De cualquier modo, ¿qué nos cuesta probar si somos capaces de crear ciencia original? ¿Cómo sabremos, en fin, si entre nosotros existe alguno dotado de superiores aptitudes para la ciencia, si no procuramos crearle, con las excelencias de una disciplina moral y técnica apropiadas, la ocasión de que se revele? Como dice Balmes, «si Hércules no hubiera manejado nunca más que un bastón, nunca creyera ser capaz de blandir la pesada clava».
Acuden a mi mente muchos ejemplos que testifican cómo una medianía, asistida por una cultura asidua e inflamada en la noble pasión del patriotismo, puede llegar a hacer verdaderos descubrimientos; pero, como no hay cosa más molesta a los hombres o a las naciones que el dictado de pobreza de espíritu, ni juicio más antipático a los ojos del hombre de mérito que atribuir solamente sus éxitos a la terca continuidad en el trabajo, séame permitido, a fin de evitarme resquemores y discriminaciones enojosas, ofrecerme yo mismo como caso. Sin pecar de petulante o presuntuoso, creo que puedo considerarme autor de algunos descubrimientos anatómicos que, por confirmados y sabidos, se citan como adquisiciones definitivas de la ciencia; y no cuento en mi activo con las teorías e hipótesis lanzadas a la polémica por mi imaginación inquieta e impaciente, pues las teorías suelen representar síntesis prematuras de fenómenos incompletamente conocidos, y están, por tanto, sujetas al vaivén de los sistemas, corriendo el riesgo de desaparecer ante los nuevos progresos. (En ciencia el hecho queda, pero la teoría se renueva).
Ahora bien: estos hechos nuevos constituyen exclusivamente el fruto del trabajo fecundado por la energía de una voluntad resuelta a crear algo original.
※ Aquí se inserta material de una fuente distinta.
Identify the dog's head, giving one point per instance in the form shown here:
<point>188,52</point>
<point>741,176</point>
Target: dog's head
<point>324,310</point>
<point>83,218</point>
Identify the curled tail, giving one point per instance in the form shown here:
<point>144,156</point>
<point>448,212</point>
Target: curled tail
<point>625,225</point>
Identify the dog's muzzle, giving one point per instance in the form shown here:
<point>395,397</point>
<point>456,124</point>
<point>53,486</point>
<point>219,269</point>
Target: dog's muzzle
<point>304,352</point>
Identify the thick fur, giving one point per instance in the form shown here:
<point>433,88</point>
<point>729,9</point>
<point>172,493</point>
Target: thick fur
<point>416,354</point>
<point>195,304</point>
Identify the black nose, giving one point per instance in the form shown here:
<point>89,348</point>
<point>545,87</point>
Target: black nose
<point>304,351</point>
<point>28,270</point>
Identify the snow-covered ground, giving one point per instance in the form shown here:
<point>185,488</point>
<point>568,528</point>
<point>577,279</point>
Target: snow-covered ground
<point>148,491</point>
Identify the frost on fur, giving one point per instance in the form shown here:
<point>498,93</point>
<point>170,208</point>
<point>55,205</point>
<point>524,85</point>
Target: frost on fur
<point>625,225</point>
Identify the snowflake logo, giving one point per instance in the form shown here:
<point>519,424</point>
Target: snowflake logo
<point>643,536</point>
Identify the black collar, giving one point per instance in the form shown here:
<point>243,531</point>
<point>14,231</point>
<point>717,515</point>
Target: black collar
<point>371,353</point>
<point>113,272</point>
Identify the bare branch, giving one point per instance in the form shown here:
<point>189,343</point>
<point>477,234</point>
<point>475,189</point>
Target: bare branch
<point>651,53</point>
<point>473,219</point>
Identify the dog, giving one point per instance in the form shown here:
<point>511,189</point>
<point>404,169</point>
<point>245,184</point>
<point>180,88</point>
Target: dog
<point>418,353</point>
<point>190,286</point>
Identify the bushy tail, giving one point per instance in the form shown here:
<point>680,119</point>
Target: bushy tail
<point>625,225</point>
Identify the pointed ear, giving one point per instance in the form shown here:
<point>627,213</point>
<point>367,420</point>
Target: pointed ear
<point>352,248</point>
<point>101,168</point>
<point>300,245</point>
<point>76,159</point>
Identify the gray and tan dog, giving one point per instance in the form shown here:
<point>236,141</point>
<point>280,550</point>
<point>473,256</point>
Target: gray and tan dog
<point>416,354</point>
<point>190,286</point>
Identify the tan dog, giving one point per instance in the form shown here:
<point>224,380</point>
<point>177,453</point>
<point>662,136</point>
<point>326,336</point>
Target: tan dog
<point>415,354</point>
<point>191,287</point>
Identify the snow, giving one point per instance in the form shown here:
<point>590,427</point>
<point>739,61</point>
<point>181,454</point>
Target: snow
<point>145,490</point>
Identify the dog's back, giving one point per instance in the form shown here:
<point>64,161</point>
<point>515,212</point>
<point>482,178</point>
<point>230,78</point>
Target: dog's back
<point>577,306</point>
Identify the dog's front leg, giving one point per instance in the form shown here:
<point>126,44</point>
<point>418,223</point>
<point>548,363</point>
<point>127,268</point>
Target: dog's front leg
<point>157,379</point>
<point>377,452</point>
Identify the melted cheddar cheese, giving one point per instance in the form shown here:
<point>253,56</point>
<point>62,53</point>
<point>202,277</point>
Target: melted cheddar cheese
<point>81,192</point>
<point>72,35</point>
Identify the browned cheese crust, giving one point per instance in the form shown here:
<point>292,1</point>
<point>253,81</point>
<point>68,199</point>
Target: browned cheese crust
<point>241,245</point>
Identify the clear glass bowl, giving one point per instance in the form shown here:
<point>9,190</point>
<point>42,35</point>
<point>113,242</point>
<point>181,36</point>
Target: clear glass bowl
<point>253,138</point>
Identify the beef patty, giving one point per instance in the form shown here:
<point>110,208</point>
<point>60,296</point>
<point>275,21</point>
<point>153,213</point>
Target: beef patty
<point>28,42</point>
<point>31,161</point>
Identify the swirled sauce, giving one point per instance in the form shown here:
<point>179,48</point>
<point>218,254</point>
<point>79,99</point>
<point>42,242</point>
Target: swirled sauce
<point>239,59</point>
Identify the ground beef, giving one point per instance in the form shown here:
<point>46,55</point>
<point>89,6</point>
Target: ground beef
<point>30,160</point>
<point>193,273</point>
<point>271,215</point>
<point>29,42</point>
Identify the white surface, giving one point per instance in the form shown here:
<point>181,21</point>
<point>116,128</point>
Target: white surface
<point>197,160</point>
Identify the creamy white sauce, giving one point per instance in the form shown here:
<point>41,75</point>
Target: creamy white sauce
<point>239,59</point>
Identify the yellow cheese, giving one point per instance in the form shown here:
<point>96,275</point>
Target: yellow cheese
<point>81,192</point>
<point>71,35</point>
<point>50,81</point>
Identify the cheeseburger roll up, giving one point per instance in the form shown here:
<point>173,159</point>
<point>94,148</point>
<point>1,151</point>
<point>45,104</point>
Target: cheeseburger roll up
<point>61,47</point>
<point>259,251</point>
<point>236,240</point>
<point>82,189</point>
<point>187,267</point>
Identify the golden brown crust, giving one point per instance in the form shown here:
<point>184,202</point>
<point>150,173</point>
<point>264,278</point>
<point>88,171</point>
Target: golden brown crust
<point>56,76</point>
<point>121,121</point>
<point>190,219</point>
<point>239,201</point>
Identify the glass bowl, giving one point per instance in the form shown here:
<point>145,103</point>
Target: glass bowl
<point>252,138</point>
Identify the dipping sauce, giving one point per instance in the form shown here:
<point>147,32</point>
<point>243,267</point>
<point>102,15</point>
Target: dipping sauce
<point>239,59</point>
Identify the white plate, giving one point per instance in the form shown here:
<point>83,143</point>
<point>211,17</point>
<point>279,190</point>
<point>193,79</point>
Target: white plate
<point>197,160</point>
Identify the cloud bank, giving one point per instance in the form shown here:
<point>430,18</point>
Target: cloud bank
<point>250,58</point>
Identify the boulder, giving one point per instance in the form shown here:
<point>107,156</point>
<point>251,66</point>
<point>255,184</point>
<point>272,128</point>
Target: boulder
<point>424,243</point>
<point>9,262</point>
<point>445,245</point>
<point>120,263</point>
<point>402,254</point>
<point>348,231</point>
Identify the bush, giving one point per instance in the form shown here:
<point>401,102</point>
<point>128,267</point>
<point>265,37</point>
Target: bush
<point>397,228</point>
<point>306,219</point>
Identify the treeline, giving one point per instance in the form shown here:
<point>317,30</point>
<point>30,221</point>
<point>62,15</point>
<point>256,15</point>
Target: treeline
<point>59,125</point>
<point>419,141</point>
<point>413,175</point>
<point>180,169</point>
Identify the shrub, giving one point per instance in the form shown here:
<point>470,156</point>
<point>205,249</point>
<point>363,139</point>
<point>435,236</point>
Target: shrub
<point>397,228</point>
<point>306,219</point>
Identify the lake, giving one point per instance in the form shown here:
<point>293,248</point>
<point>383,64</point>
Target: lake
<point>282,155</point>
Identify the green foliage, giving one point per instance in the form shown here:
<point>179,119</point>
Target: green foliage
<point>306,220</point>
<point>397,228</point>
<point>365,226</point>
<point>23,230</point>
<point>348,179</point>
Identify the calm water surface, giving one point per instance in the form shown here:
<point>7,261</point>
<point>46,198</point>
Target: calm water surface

¿Es que poseo aptitudes especiales para la labor científica? Niégolo en redondo; y si la insignificancia misma de la labor lograda no lo acreditara demasiado, lo probaría también la historia de mi juventud, declarada por boca de mis maestros y condiscípulos, la mayor parte de los cuales vive todavía. Ellos dirán cómo yo fui, durante el bachillerato, uno de los alumnos más indóciles, turbulentos y desaplicados, y cómo al llegar a la Universidad y cursar (y no ciertamente por espontánea voluntad) la carrera de Medicina en Zaragoza, no brillé ni poco ni mucho en las aulas, donde, exceptuando algunas asignaturas en las cuales estímulos paternos, harto insinuantes y enérgicos para ser desatendidos, me obligaron a fijar la atención, figuré constantemente entre los medianos, o, a lo más, entre los regulares. Ellos podrían decir también que, desde el punto de vista de la inteligencia, de la memoria, de la imaginación o de la palabra, en nuestra clase de cuarenta alumnos escasos se contaban lo menos diez o doce que me aventajaban.